Check Yourself. Remember what I wrote about being black and a woman? Because I’ve been discriminated against and infantilized by different people who may not be used to working with someone who looks like me, I have to check myself and remember that on a cultural level, there are different people who still have a lot of growing to do when it comes to working with someone who’s different from them. I’m not excusing any kind of bad treatment or prejudice behavior, but is it fair to be angry with people who are ignorant about what they don’t know? That said, I also believe there should be a level of responsibility and accountability to educate one’s self on what you may or may not know about how to interact and work with those who differ from you. If you are working with someone who differs from you in sex, race, religion, politics, or sexual orientation, you need to be careful and mindful of how you interact with them. Watch your tone, treatment, choice of words, and approach. 
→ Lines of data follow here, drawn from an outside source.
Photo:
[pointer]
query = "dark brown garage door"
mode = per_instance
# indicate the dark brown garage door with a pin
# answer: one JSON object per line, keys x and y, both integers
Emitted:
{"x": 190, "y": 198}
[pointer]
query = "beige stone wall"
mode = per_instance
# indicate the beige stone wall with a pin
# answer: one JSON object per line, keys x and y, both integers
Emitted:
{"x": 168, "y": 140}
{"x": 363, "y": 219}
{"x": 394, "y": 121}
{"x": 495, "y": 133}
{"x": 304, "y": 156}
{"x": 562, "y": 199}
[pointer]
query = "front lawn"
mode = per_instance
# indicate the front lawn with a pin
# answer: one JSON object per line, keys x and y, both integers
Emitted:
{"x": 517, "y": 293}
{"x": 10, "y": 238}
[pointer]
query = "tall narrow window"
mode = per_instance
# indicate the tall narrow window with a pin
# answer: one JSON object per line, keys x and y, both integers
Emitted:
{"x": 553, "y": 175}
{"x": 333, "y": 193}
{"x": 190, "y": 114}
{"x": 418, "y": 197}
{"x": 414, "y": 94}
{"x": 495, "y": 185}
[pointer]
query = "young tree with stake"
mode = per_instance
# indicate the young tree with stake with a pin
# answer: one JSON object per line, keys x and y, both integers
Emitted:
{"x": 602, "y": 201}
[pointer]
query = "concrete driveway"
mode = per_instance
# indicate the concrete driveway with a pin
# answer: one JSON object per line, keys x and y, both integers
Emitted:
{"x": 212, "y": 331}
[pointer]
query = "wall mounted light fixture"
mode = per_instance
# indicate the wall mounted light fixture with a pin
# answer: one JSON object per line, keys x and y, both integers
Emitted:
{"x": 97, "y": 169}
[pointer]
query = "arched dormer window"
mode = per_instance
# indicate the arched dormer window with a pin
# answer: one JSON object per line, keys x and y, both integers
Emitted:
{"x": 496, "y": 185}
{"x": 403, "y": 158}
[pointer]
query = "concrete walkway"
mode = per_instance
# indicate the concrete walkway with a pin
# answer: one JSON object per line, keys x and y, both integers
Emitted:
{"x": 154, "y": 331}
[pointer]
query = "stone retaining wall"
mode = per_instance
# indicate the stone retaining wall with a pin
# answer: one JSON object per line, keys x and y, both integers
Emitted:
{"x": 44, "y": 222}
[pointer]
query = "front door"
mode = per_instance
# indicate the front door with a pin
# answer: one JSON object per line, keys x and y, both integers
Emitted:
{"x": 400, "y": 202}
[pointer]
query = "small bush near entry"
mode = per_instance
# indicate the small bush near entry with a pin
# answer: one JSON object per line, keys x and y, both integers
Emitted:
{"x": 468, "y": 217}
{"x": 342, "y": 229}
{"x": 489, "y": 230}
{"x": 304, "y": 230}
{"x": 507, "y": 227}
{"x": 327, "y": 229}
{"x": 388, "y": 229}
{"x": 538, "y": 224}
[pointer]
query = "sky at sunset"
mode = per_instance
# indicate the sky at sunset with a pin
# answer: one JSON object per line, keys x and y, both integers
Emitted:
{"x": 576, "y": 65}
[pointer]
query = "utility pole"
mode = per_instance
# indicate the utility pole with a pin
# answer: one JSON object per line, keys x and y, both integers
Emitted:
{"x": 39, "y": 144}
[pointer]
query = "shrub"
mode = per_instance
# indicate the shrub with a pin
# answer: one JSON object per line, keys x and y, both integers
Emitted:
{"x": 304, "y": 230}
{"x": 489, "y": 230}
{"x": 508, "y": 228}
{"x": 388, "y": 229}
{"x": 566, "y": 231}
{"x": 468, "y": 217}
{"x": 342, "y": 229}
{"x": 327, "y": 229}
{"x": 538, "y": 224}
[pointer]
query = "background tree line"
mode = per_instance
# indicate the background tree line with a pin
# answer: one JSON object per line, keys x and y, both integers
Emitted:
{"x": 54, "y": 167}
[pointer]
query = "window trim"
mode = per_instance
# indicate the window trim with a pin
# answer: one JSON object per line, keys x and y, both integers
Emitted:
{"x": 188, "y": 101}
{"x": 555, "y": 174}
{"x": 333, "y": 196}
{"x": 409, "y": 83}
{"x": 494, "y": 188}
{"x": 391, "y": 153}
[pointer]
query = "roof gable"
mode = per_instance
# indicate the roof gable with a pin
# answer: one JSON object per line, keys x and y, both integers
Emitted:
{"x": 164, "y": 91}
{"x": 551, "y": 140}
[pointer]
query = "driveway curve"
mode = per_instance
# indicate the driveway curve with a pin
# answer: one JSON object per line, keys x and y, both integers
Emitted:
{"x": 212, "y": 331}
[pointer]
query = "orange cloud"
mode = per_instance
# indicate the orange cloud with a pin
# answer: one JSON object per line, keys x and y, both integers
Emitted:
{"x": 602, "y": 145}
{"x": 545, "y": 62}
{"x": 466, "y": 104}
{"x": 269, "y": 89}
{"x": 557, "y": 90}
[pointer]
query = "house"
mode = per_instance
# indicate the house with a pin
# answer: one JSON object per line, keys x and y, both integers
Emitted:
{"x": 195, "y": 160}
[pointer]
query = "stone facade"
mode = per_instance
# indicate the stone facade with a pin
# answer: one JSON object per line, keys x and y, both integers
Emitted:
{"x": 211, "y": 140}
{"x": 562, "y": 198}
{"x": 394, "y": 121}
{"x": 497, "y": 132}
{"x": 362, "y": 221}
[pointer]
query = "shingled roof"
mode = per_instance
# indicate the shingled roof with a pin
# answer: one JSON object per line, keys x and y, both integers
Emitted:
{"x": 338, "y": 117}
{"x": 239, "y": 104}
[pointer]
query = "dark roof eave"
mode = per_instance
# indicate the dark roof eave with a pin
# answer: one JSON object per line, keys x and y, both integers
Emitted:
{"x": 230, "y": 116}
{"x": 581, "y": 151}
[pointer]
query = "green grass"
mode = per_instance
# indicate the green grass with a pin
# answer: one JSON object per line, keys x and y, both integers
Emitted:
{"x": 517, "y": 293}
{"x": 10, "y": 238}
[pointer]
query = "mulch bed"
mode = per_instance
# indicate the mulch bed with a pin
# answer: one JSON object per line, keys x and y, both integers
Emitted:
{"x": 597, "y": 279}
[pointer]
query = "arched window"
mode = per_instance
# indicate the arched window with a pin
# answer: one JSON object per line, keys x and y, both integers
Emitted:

Choose Your Battles. Sometimes, you just have to choose your battles. Everything doesn’t need a response. This is something I’ve been challenged with often. Especially when someone I’ve worked with has made a thoughtless comment, wrote bias and negative things about my work performance in a report, sent a snippy email my way, did something shady and got away with it, or whenever I’ve been micromanaged. Addressing little things and people who do things that get on your nerves can add up over time and without notice, end up draining you. You don’t want or need that. Reserve your energy and protect your peace as best as you can. Choosing your battles is easier said than done, I know, but do what you have to do to maintain your composure. 

Maintain Your Boundaries. This will look different for everyone, but maintaining your boundaries is huge. This will also take time to implement. There are people I work with that I’d likely never associate with outside of a workplace setting. Not because I think they’re awful, but because I have boundaries and know that the extent of our working relationship begins and ends at work. Not outside of it. It’s also important to be careful with your social media. You don’t have to follow or friend request everyone you work with and you probably shouldn’t. We all have the right to be ourselves, but if you’re on social media posting things that could jeopardize your career or future opportunities and you work with people who follow you? Things could get complicated. Remember, social media is merely a tool. It’s not the place to let everyone know how much your boss gets on your nerves, how you can’t stand an obnoxious and inconsiderate co-worker, or how irritated you are with new company policies. When you go to work, have good days. Maintain your professionalism. Be nice and cordial with everyone you encounter and work with. Be a great observer and lifetime learner. And do your job well. I believe you can handle it. You’ve got this.